It seems so simple, but we’re in a real arms race regarding virtualization techniques and technologies.

The difficulty is not so much to get something working, the main problem is to find the right tool for the right job.

Here I try to get a little order into the confusing forest of different technologies, maybe just to have something to use myself.

VMware, HyperV etc. pp

You could call this “legacy virtualization”. Big, chunky virtual machines, sharing resources with other virtual machines. We’ve had them since the 90s and they’re quite robust by now (well, HyperV being the newcomer isn’t that stable, but they’re working on it).

To be used: as a hardware server replacement as long as it doesn’t need “excess” amounts of:

  • CPU
  • memory
  • I/O

Explanation: if it uses much of one or more of the resources given, your VM will have an impact on other VMs on the same host, or it will be throttled. You don’t want either of those.

Vagrant

Can be used to provide “legacy virtualization” VMs in a half-automated manner, with possibilities to update a kind of template (the box) for whole groups of servers.

Usable in training or testing, but I wouldn’t build a production service on it. Why? For starters, rollback is - if possible - a real pain-in-the-behind process. Not that it should be, there is versioning and stuff but it’s not as easy as telling vagrant to just use the one-older-than-newest version of that image to build your service.
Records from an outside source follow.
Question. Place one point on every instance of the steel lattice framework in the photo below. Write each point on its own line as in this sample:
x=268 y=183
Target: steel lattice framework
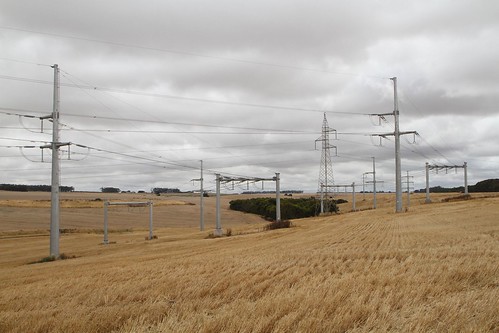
x=326 y=178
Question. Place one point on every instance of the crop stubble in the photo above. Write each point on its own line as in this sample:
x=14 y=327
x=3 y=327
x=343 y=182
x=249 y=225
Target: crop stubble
x=434 y=268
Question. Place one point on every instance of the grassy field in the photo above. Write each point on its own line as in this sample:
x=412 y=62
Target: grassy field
x=433 y=268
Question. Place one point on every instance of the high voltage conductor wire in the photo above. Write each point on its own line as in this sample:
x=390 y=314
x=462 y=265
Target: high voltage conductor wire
x=193 y=54
x=194 y=99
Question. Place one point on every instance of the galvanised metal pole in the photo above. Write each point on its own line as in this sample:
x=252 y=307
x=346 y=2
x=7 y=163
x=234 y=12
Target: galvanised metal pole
x=408 y=192
x=106 y=239
x=398 y=168
x=322 y=198
x=201 y=212
x=364 y=186
x=54 y=198
x=218 y=227
x=428 y=200
x=374 y=182
x=150 y=220
x=465 y=166
x=277 y=197
x=353 y=193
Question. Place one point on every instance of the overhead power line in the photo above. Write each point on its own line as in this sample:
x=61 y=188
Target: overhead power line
x=192 y=54
x=192 y=99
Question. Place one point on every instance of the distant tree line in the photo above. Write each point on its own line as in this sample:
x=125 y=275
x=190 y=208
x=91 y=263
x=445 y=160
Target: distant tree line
x=110 y=190
x=489 y=185
x=270 y=192
x=33 y=188
x=290 y=208
x=159 y=190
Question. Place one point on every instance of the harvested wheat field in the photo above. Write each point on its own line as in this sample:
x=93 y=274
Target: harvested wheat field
x=433 y=268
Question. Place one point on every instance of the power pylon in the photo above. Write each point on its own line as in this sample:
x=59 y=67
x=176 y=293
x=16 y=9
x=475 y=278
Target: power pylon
x=326 y=179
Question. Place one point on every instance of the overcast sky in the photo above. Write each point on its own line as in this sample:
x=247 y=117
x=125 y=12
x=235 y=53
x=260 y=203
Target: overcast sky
x=156 y=86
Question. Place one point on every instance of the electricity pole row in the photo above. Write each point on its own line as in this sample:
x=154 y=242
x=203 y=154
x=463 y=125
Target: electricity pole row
x=55 y=183
x=397 y=133
x=446 y=168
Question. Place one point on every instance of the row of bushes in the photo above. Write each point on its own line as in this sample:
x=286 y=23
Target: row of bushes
x=290 y=208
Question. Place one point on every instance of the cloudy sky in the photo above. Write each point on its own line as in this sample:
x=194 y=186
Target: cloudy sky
x=153 y=87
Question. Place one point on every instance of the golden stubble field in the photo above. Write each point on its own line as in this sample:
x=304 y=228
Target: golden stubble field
x=433 y=268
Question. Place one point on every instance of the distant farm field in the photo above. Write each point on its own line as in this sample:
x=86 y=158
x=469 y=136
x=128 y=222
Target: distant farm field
x=432 y=268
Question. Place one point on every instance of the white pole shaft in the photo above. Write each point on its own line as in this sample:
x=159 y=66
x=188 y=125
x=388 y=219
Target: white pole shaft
x=398 y=167
x=374 y=183
x=408 y=192
x=54 y=212
x=106 y=239
x=322 y=198
x=150 y=220
x=465 y=166
x=218 y=228
x=277 y=197
x=353 y=199
x=428 y=200
x=201 y=203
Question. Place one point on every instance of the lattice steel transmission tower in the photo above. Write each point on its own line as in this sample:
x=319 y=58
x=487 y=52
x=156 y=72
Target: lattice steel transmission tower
x=326 y=179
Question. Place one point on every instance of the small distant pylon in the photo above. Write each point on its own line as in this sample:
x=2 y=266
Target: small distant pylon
x=326 y=179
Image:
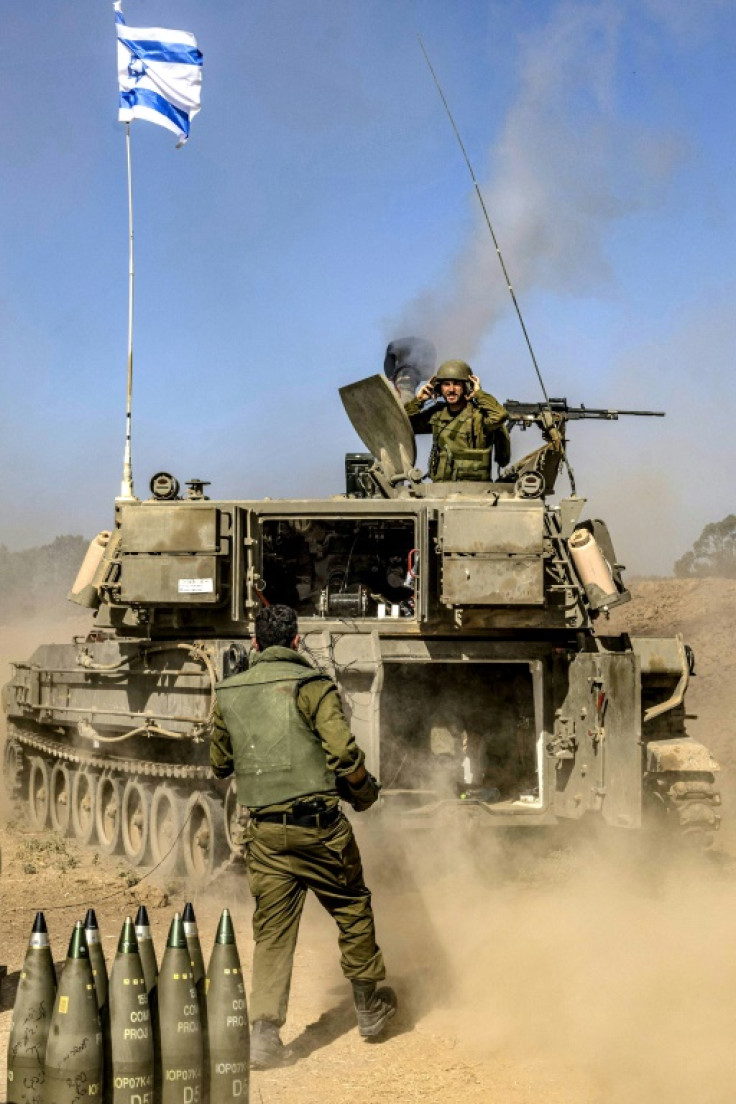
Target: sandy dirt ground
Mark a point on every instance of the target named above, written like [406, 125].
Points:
[568, 967]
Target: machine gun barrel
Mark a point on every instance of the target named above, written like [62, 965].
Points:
[524, 412]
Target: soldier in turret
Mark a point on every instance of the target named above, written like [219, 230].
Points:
[468, 425]
[279, 726]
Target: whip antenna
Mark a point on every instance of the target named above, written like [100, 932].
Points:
[498, 252]
[486, 215]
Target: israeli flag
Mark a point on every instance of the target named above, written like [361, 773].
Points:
[160, 75]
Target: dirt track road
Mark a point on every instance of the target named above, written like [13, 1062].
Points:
[565, 970]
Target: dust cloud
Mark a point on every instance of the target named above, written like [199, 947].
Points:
[590, 953]
[555, 183]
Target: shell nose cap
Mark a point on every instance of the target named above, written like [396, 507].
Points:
[128, 943]
[40, 925]
[78, 946]
[225, 932]
[177, 934]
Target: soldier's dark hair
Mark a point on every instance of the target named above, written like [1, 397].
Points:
[275, 626]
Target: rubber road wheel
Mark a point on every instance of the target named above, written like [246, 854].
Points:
[61, 798]
[84, 791]
[233, 830]
[136, 820]
[108, 814]
[203, 840]
[38, 794]
[166, 821]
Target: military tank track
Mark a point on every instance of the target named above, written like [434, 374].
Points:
[685, 803]
[158, 814]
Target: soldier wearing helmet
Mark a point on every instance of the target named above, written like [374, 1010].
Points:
[467, 425]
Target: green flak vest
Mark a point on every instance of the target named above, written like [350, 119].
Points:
[276, 754]
[450, 457]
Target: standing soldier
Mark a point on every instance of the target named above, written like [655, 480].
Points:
[467, 425]
[279, 726]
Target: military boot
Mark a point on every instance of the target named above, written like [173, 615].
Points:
[267, 1051]
[374, 1007]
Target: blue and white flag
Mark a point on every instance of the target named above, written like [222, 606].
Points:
[160, 75]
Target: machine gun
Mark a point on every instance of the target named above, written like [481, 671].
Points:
[530, 412]
[539, 469]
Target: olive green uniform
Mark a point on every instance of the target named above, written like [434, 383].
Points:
[464, 444]
[279, 726]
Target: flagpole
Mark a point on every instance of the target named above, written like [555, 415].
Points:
[126, 487]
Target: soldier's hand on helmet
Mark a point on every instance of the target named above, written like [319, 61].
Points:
[427, 391]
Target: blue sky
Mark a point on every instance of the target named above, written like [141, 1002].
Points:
[322, 208]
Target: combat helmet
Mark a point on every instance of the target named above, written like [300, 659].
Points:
[454, 370]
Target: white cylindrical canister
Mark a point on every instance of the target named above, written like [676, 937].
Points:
[590, 564]
[91, 562]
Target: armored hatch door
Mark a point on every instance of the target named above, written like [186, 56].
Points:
[170, 553]
[492, 554]
[594, 750]
[381, 422]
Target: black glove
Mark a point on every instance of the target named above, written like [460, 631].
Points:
[362, 795]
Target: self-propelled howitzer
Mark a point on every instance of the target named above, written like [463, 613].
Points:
[464, 622]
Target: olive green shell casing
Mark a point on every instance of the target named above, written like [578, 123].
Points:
[130, 1074]
[179, 1022]
[34, 1001]
[74, 1050]
[227, 1016]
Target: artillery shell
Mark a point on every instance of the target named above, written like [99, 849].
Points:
[227, 1015]
[96, 957]
[196, 958]
[179, 1022]
[29, 1031]
[146, 948]
[130, 1076]
[74, 1050]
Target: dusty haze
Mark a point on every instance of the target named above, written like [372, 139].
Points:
[574, 968]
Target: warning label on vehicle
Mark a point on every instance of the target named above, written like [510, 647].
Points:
[195, 585]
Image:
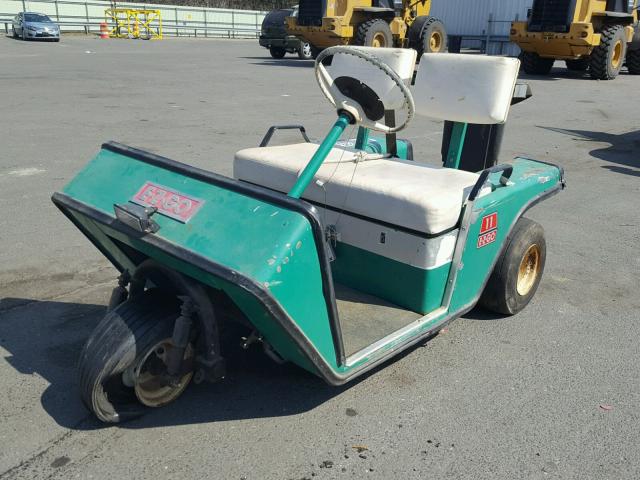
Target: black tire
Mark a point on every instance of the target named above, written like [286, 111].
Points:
[123, 337]
[305, 52]
[579, 65]
[633, 62]
[433, 38]
[374, 33]
[277, 52]
[534, 64]
[608, 57]
[501, 293]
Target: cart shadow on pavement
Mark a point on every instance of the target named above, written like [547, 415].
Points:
[623, 148]
[293, 62]
[44, 339]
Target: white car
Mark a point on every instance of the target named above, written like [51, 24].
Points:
[27, 25]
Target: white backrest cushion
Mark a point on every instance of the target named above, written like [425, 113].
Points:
[465, 88]
[401, 60]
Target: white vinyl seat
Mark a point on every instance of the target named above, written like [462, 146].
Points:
[409, 195]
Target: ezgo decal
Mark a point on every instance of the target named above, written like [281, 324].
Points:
[488, 230]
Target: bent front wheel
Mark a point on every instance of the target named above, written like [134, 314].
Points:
[122, 367]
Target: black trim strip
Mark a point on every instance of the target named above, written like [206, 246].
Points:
[299, 206]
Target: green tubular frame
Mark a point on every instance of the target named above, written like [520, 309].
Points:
[456, 146]
[319, 157]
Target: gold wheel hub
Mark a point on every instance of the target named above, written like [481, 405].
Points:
[616, 58]
[435, 42]
[379, 40]
[529, 270]
[150, 386]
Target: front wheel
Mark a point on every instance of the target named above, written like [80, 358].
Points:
[516, 275]
[122, 368]
[305, 51]
[434, 37]
[608, 57]
[374, 33]
[277, 52]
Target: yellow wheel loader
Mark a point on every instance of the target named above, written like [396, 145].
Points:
[594, 35]
[371, 23]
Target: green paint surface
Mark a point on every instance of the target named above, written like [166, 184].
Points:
[268, 243]
[404, 285]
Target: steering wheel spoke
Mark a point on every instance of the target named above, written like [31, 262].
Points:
[359, 96]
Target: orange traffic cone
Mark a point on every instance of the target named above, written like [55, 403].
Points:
[104, 30]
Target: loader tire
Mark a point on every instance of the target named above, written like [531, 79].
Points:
[517, 273]
[633, 61]
[608, 57]
[124, 338]
[374, 33]
[534, 64]
[434, 37]
[579, 65]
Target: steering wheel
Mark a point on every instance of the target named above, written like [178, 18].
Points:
[356, 97]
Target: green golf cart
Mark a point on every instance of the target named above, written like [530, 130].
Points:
[330, 256]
It’s more of an automated way to build predefined VM installations.

Docker

Buzzword-bingo! Containers are in everybody’s mouth and on everybody’s machines. The question is if it is a technology to build your operations on. I’d argue that it is as long as you lock everything down, which in turn removes most of the advantages of containers.

There’s one exception: dynamic services (think kubernetes or swarm or something like that). If you have a (preferably stateless) service that can grow and shrink more or less on its own (this may come as a shock, but most can’t) there’s a lot of potential that containers can leverage underlying infrastructure to some kind of breathing mechanism.

However, techniques and software to do that are still quite young, and thus not that well tested.

Oh, btw. the technology itself isn’t that new, heard of BSD jails before? Yup, same thing.